In a next step, an experimental animal model of heart failure may be used for assessing the effectiveness of the test compound. See for example the pressure -overload induced by thoracic aortic constriction (TAC) to model heart failure in mice (Sheridan et al., 2000). Briefly, female C57BL/6 mice are housed under standard conditions. Animals are anesthetized with ketamine (100 mg/kg body weight [BW] IP) and xylazine (10 mg/kg BW IP) for transverse aortic constriction (TAC). As a result of pressure overload progressive increases in lung and heart weights, left ventricular (LV) hyperthrophy, increased LV end-diastolic pressure (LVEDP) and pleural effusion, indicative for heart failure, can be observed.
In the model, markers of heart failure and/or complement components may be measured (such as C3a, C5a, C3bBbP complex, sC5b9 complex, etc.) before and after the induction of heart failure.

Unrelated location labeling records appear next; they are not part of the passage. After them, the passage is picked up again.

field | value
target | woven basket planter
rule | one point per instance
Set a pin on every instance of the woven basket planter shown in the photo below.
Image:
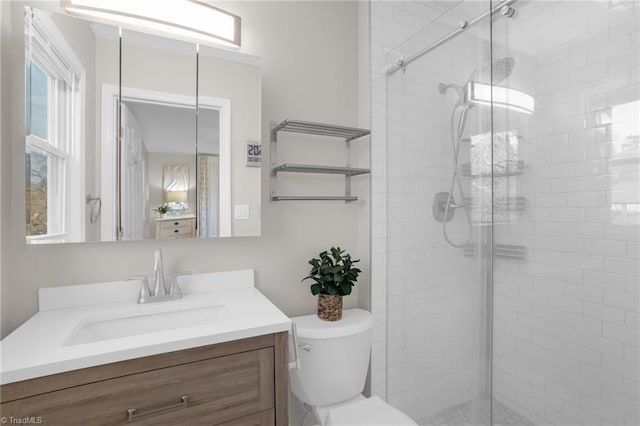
(330, 307)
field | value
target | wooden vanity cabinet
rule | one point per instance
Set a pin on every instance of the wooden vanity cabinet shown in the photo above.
(244, 382)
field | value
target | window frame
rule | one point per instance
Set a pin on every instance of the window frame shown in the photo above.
(47, 48)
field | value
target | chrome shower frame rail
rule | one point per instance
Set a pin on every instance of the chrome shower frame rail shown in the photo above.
(462, 27)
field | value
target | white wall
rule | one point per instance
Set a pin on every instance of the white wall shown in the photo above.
(567, 323)
(5, 30)
(431, 295)
(309, 73)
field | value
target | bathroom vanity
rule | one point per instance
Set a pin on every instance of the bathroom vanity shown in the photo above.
(217, 357)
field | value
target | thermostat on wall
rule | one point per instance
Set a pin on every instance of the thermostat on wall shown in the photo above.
(254, 154)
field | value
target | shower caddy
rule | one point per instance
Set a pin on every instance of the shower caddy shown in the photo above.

Next, the test compound is administered to the treatment group, and several outputs are followed, such as complement activation, changes in the level of cardiac markers and/or heart failure markers, and/or other parameters (e.g. mass of heart and lungs, LV hypertrophy, etc.). Based on the data collected, assessment of the test compound may be carried out whether it is able to modulate the progression of heart failure.
With respect to the screening method according to the invention, human patients should not be excluded, as long as the standard safeguards are followed as customary in clinical trials. After identifying effective candidates in animal model systems, those should be tested in human patients. In this context, the clinical outputs measured are those that are customary in the assessment of human patients in standard clinical protocols. Accordingly, body-mass, lean body mass, echocardiographic parameters indicative for HF [LV ejection fraction, end-diastolic chamber diameters, parameters of LV hypertrophy], peripheral edema, pleural effusion, NYHA functional class together with mortality are usually measured or registered in addition to the analytical assays for the markers of heart failure.
Brief description of the figures
Fig. 1. Univariate Cox proportional-hazards regression analysis for the effect of complement C3a anaphylatoxin on event-free survival. C3a levels are categorized according to tertile boundaries (<185.4; 185.4-317.2 and >317.2 ng/ml), pO.0001.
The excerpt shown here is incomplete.